We must also push Secretary Rubio to name publicly a Special Coordinator for Tibetan Issues and restore the supporting office he eliminated last July, to help ensure adequate attention to action on the ongoing abuses taking place there, including with respect to accountability measures. Fortunately, there is sustained support for Tibet in the U.S. Congress, as reflected in the recently enacted appropriations bill, which earmarks considerable funding for Tibetan communities. There is also a partial restoration of democracy and human rights funding in that bill, which we urge the Trump administration to program and spend as required by law.

Support for human rights defenders on the ground also remains essential. We were very disappointed in the Trump administration’s decision to terminate various programs supporting human rights defenders in China as well as the funds providing emergency assistance generally to HRDs around the world, including the Lifeline Fund. We must prioritize restoration of such assistance. In this regard, the establishment of a new multi-donor mechanism—the Lighthouse Fund—to support HRDs at risk is a very positive step. Even if the United States may decline to support it, other governments should.

Finally, I want to emphasize one area that deserves significantly more attention when it comes to accountability for human rights abuses in China: trade, business, and corporate accountability.

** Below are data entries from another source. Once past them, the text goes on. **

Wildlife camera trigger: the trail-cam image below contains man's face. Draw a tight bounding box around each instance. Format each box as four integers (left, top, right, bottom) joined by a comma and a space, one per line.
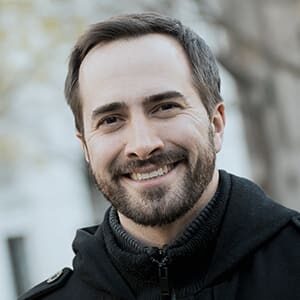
78, 34, 224, 226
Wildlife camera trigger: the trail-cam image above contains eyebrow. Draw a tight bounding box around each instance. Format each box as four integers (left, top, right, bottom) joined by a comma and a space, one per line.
143, 91, 187, 106
92, 101, 127, 120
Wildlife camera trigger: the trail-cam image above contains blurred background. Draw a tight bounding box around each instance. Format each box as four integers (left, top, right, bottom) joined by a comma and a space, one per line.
0, 0, 299, 299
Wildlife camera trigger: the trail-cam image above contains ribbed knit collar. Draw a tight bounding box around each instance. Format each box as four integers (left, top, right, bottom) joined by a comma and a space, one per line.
101, 170, 231, 296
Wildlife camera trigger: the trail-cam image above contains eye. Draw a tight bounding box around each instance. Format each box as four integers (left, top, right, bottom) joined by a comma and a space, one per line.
102, 116, 118, 124
152, 102, 182, 115
158, 103, 179, 111
97, 115, 124, 129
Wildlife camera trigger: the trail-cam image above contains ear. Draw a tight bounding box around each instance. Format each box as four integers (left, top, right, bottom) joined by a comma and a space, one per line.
211, 102, 226, 153
76, 131, 90, 163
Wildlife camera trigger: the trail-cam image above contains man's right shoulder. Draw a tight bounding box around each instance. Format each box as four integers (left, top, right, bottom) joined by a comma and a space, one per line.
18, 268, 73, 300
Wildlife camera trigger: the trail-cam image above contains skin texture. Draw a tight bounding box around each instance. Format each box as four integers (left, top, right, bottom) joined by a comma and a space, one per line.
77, 34, 225, 247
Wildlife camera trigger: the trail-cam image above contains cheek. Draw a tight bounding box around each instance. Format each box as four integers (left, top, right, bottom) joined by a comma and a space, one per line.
87, 136, 123, 170
164, 117, 212, 168
163, 116, 209, 147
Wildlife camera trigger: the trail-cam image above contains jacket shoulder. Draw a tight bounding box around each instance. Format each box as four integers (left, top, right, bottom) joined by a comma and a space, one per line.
18, 268, 73, 300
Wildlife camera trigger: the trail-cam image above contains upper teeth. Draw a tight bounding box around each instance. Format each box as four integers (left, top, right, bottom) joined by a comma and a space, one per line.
131, 165, 170, 181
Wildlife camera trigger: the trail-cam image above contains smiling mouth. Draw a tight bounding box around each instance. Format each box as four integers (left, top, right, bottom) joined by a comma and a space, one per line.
126, 163, 179, 181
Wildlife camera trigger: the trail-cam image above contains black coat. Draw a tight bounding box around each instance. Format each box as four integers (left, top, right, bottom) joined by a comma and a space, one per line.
19, 171, 300, 299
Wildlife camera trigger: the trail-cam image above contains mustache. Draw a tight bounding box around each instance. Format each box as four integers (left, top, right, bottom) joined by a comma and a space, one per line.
110, 148, 188, 177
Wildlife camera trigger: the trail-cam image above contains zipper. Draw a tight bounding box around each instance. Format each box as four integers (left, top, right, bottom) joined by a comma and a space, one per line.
158, 260, 170, 299
150, 248, 172, 300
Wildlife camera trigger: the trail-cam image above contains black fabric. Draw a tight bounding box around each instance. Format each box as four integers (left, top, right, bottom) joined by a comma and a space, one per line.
18, 170, 300, 300
18, 268, 73, 300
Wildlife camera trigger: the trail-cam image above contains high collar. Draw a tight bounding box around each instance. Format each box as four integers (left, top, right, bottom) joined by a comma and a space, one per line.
204, 173, 297, 286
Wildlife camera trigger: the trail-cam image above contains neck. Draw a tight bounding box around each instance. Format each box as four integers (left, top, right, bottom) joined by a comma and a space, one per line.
118, 169, 219, 248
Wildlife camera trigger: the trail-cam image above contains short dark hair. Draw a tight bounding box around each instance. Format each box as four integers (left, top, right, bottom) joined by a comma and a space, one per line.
65, 12, 222, 135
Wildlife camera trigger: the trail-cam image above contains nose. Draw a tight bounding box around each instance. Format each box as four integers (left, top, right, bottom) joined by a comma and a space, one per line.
124, 118, 164, 160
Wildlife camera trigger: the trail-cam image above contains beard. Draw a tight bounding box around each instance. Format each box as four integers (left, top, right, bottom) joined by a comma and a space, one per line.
90, 127, 216, 227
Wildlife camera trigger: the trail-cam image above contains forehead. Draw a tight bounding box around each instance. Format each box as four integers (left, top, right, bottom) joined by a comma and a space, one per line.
79, 34, 195, 109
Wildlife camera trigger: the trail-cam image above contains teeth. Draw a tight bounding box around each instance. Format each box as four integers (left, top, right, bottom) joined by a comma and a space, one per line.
130, 165, 172, 181
131, 173, 138, 181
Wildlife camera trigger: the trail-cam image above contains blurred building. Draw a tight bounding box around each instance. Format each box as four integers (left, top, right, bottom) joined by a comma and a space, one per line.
0, 1, 251, 299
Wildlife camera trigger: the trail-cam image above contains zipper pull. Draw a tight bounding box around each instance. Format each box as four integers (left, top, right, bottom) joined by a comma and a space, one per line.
158, 262, 170, 299
148, 247, 172, 299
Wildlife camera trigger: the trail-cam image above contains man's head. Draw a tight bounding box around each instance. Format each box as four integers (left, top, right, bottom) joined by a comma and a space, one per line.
65, 13, 225, 226
65, 12, 222, 136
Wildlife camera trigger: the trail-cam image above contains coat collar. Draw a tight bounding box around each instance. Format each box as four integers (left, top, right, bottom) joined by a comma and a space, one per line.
72, 225, 136, 298
204, 172, 297, 286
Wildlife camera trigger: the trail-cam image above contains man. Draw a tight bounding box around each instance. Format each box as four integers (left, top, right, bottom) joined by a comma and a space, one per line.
19, 12, 300, 300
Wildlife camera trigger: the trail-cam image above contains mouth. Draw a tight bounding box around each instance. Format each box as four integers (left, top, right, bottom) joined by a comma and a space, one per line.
124, 162, 180, 182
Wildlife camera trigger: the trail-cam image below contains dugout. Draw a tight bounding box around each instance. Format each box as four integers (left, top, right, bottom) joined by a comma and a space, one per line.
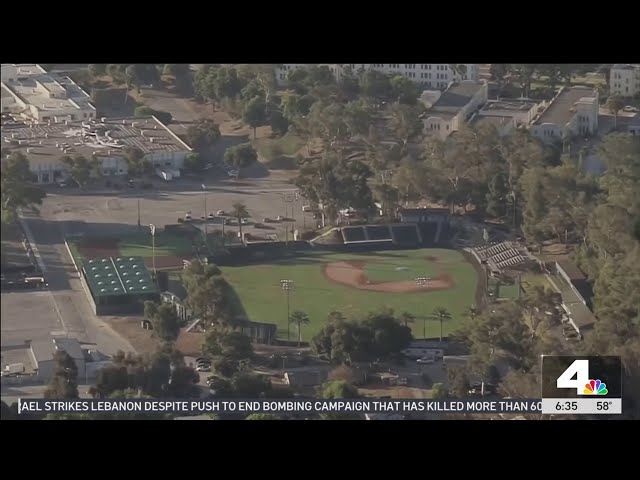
81, 257, 159, 315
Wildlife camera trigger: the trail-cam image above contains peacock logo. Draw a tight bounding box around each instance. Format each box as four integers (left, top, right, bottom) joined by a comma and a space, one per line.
583, 379, 608, 395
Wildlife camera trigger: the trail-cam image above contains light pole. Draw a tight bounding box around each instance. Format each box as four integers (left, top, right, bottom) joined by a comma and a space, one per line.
280, 279, 294, 341
283, 194, 295, 244
416, 277, 432, 338
137, 197, 141, 228
150, 224, 157, 277
202, 184, 208, 249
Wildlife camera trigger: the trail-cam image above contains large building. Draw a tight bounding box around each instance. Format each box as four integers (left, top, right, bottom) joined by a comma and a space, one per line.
529, 86, 599, 145
609, 64, 640, 98
2, 116, 192, 183
420, 81, 489, 139
468, 98, 546, 137
1, 64, 96, 123
276, 64, 479, 89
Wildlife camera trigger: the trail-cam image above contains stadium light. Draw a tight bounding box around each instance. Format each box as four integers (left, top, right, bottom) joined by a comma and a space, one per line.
280, 280, 294, 341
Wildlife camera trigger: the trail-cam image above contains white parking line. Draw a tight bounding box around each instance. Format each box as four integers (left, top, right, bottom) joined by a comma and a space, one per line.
17, 210, 46, 273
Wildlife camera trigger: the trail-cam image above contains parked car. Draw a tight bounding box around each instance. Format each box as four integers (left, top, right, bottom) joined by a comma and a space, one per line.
623, 105, 638, 112
196, 365, 211, 372
302, 205, 312, 212
276, 215, 284, 221
208, 213, 215, 219
263, 217, 272, 223
241, 218, 248, 224
416, 357, 435, 365
216, 210, 226, 216
254, 223, 265, 229
195, 357, 209, 364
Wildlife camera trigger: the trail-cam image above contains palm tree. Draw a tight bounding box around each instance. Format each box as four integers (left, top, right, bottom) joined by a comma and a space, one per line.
606, 95, 625, 129
399, 312, 415, 328
231, 201, 249, 241
464, 305, 480, 323
289, 310, 310, 346
431, 307, 452, 343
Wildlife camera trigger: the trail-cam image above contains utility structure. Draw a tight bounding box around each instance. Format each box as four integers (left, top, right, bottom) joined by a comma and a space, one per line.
150, 223, 157, 277
416, 277, 432, 338
202, 184, 208, 250
283, 194, 296, 244
280, 279, 294, 341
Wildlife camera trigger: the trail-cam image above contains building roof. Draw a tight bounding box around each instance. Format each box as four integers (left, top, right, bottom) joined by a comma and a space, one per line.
532, 87, 597, 127
481, 99, 539, 115
2, 116, 191, 165
556, 260, 586, 280
29, 339, 55, 363
83, 256, 158, 298
53, 337, 85, 360
470, 115, 512, 129
1, 64, 95, 115
432, 82, 485, 109
611, 64, 639, 71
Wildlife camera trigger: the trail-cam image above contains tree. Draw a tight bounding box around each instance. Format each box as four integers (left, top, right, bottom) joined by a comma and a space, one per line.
269, 110, 289, 136
431, 307, 452, 342
317, 380, 359, 399
231, 372, 272, 397
362, 309, 413, 358
489, 64, 511, 94
289, 310, 310, 346
246, 413, 278, 420
1, 152, 46, 222
134, 106, 172, 125
163, 64, 190, 77
184, 152, 205, 173
390, 75, 419, 104
168, 365, 200, 397
224, 144, 258, 177
182, 261, 235, 325
606, 96, 625, 129
447, 366, 470, 398
360, 70, 392, 107
327, 365, 358, 384
231, 201, 249, 239
144, 301, 180, 342
390, 103, 424, 153
88, 64, 107, 78
243, 96, 267, 139
94, 364, 129, 398
513, 64, 538, 98
61, 154, 99, 188
399, 312, 415, 328
185, 119, 221, 152
486, 172, 509, 218
431, 383, 448, 399
203, 328, 254, 361
44, 351, 79, 399
123, 146, 150, 177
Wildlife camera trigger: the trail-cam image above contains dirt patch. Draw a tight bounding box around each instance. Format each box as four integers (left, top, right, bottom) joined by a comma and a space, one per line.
77, 244, 121, 260
323, 261, 455, 294
108, 316, 158, 355
142, 255, 188, 270
425, 256, 439, 262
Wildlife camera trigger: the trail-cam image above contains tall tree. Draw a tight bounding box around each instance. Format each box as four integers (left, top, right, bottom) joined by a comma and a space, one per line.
1, 152, 45, 222
203, 328, 254, 361
606, 96, 625, 129
144, 301, 180, 342
61, 154, 100, 188
185, 119, 221, 152
243, 96, 267, 139
224, 144, 258, 177
231, 201, 249, 239
182, 261, 234, 326
289, 310, 311, 346
431, 307, 452, 342
44, 351, 79, 399
390, 75, 419, 104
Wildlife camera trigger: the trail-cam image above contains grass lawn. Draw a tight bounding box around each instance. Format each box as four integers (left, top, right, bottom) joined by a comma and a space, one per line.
118, 232, 194, 258
221, 248, 478, 340
253, 133, 306, 160
520, 272, 553, 293
364, 251, 441, 283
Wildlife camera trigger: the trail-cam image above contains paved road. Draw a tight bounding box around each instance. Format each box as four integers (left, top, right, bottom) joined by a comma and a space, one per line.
16, 209, 135, 356
1, 384, 93, 405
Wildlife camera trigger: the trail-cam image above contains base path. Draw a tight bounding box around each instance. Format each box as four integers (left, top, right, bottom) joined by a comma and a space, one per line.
323, 261, 455, 293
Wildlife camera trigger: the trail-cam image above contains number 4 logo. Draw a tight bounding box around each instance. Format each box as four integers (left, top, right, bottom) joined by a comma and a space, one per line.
557, 359, 590, 395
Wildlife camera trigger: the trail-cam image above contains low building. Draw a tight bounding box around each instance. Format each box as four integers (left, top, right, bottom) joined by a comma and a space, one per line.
399, 207, 450, 223
477, 98, 545, 127
1, 64, 96, 123
628, 114, 640, 135
529, 86, 599, 145
609, 64, 640, 98
2, 115, 192, 183
469, 114, 516, 136
421, 81, 489, 139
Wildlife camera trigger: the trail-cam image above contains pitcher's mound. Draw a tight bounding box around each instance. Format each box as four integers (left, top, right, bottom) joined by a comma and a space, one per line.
323, 261, 454, 293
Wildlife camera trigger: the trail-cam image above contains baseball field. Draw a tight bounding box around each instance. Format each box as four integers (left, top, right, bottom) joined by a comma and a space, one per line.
221, 248, 479, 340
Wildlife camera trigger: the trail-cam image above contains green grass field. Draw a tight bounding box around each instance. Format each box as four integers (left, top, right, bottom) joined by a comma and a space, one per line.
222, 248, 478, 340
118, 232, 194, 258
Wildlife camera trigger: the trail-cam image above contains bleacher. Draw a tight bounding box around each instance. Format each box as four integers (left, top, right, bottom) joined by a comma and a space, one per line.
342, 227, 366, 242
472, 241, 528, 271
366, 225, 392, 241
392, 225, 420, 245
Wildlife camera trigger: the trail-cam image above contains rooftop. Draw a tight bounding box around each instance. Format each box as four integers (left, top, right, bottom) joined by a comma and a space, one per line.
432, 82, 485, 109
532, 87, 597, 127
1, 64, 95, 115
470, 115, 513, 129
83, 256, 159, 298
557, 260, 586, 280
481, 99, 540, 114
53, 337, 85, 360
2, 116, 191, 163
612, 64, 639, 71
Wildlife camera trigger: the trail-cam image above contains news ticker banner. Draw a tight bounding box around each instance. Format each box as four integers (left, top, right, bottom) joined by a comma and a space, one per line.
541, 355, 622, 415
19, 399, 543, 415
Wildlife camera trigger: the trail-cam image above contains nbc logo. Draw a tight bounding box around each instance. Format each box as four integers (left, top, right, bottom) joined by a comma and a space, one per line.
583, 379, 608, 395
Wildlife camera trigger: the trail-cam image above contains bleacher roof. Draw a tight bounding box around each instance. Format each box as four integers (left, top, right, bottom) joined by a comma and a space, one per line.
83, 256, 158, 298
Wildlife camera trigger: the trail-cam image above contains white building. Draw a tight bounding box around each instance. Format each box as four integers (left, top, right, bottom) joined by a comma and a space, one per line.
1, 64, 96, 123
2, 116, 192, 184
421, 81, 489, 139
275, 64, 479, 89
530, 86, 599, 145
609, 64, 640, 98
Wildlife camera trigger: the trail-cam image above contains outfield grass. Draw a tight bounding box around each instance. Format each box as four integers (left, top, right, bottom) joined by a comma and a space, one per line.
117, 232, 194, 258
221, 248, 478, 340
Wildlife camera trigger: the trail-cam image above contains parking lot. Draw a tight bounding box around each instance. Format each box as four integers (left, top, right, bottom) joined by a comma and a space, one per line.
40, 180, 318, 241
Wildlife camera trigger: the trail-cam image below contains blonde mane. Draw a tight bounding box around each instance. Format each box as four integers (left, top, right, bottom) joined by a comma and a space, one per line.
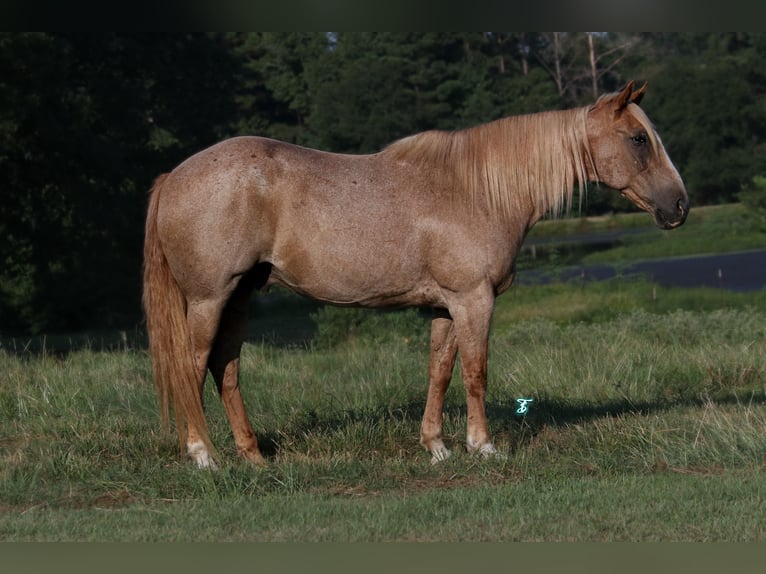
383, 106, 596, 220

Historically, much of our community’s advocacy has focused primarily on governments. That remains essential. But it is no longer sufficient, especially given the ways in which many governments, including the U.S., are increasingly reluctant to take on China. We must also target business decision-making and corporate behavior.

China cares deeply about its economic bottom line—arguably as much as, if not more than, what governments say in diplomatic forums.

In this respect, the Uyghur Forced Labor Prevention Act (UFLPA) has been a game-changer, both in the United States and globally. The rebuttable presumption that goods produced in or by persons from Xinjiang are made with forced labor and thus cannot be imported into the U.S. has had real impact. Billions of dollars’ worth of goods have been detained (although the amount has declined significantly under the Trump administration). Major companies across different sectors have been affected. And the law has significantly reshaped corporate risk calculations: virtually any company with supply chains touching China that wants to import goods into the U.S. now has to factor compliance with forced labor laws into its operations if it wants access to that market.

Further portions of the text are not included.